La creciente actividad espacial en la órbita lunar ha puesto sobre la mesa un problema ambiental poco explorado: la acumulación de restos de naves y cohetes en la superficie del satélite. El reciente impacto de un cohete Falcon 9, sumado a la multiplicación de proyectos públicos y privados de exploración, ha generado una alerta entre la comunidad científica internacional sobre la falta de regulaciones claras respecto a los desechos espaciales que terminan en la Luna.
Aunque históricamente la Luna fue considerada un entorno prístino, la llegada constante de sondas, módulos de aterrizaje y etapas de propulsión ha comenzado a alterar su superficie. Especialistas en el área advierten que, a diferencia de la Tierra, donde existe una atmósfera que desintegra gran parte de la basura espacial, en el entorno lunar estos restos permanecen intactos indefinidamente, aumentando el riesgo de colisiones para las futuras misiones tripuladas que se tienen planeadas para los próximos años.

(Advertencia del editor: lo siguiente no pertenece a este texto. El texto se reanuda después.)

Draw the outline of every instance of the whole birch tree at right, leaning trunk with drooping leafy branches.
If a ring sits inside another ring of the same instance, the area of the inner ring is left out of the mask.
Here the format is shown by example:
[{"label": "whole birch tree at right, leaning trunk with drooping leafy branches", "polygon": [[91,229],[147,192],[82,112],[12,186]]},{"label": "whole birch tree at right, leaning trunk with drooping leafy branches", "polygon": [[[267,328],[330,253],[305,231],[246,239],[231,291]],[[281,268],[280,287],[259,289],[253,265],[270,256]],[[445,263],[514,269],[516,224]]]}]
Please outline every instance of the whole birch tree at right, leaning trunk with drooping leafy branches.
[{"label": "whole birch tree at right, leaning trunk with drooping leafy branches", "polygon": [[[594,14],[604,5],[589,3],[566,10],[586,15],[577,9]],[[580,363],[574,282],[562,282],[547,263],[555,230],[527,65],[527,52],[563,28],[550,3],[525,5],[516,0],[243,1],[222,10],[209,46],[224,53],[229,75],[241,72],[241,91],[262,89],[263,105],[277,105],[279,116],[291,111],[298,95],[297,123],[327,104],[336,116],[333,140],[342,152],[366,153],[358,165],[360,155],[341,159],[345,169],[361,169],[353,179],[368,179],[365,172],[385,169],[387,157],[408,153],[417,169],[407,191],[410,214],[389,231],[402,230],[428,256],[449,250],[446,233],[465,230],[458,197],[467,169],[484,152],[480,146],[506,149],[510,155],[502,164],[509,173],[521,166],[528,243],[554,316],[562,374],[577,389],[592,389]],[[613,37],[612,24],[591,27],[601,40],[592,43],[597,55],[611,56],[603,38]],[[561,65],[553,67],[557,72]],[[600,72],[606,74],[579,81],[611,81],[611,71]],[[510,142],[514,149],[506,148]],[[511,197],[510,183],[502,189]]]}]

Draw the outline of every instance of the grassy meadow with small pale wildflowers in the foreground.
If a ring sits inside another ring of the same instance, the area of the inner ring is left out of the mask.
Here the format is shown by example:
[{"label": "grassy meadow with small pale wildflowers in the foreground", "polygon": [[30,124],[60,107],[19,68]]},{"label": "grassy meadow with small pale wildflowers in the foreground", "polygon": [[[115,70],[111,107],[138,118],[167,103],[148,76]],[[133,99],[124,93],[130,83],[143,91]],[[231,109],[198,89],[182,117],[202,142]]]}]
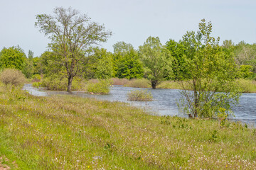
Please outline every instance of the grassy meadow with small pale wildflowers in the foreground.
[{"label": "grassy meadow with small pale wildflowers in the foreground", "polygon": [[0,157],[13,169],[254,169],[256,130],[1,86]]}]

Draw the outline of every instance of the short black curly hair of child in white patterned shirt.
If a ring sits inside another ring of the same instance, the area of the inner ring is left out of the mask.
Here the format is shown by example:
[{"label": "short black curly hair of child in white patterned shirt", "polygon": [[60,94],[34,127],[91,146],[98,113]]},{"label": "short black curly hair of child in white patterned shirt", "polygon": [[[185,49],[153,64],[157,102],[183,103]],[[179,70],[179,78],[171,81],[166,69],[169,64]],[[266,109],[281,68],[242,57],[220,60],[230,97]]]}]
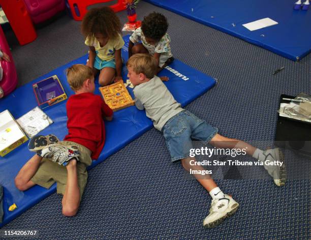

Ante este escenario, diversos organismos internacionales han comenzado a proponer la creación de un marco normativo que obligue a las agencias espaciales a gestionar de mejor forma el final de la vida útil de sus equipos. La propuesta busca que las futuras misiones incluyan protocolos de desorbitación controlada o planes de recolección, evitando que la superficie lunar se convierta en un cementerio de chatarra tecnológica que comprometa la investigación científica y la integridad de los nuevos exploradores.
En México, instituciones académicas como el Instituto de Astronomía de la UNAM han señalado que la problemática debe ser abordada bajo una visión de sustentabilidad espacial. Si bien México no tiene una presencia directa con lanzamientos propios, la colaboración internacional a través de la Secretaría de Relaciones Exteriores y la Agencia Espacial Mexicana resulta fundamental para participar en los foros donde se discuten estas nuevas reglas globales de convivencia fuera de nuestra atmósfera.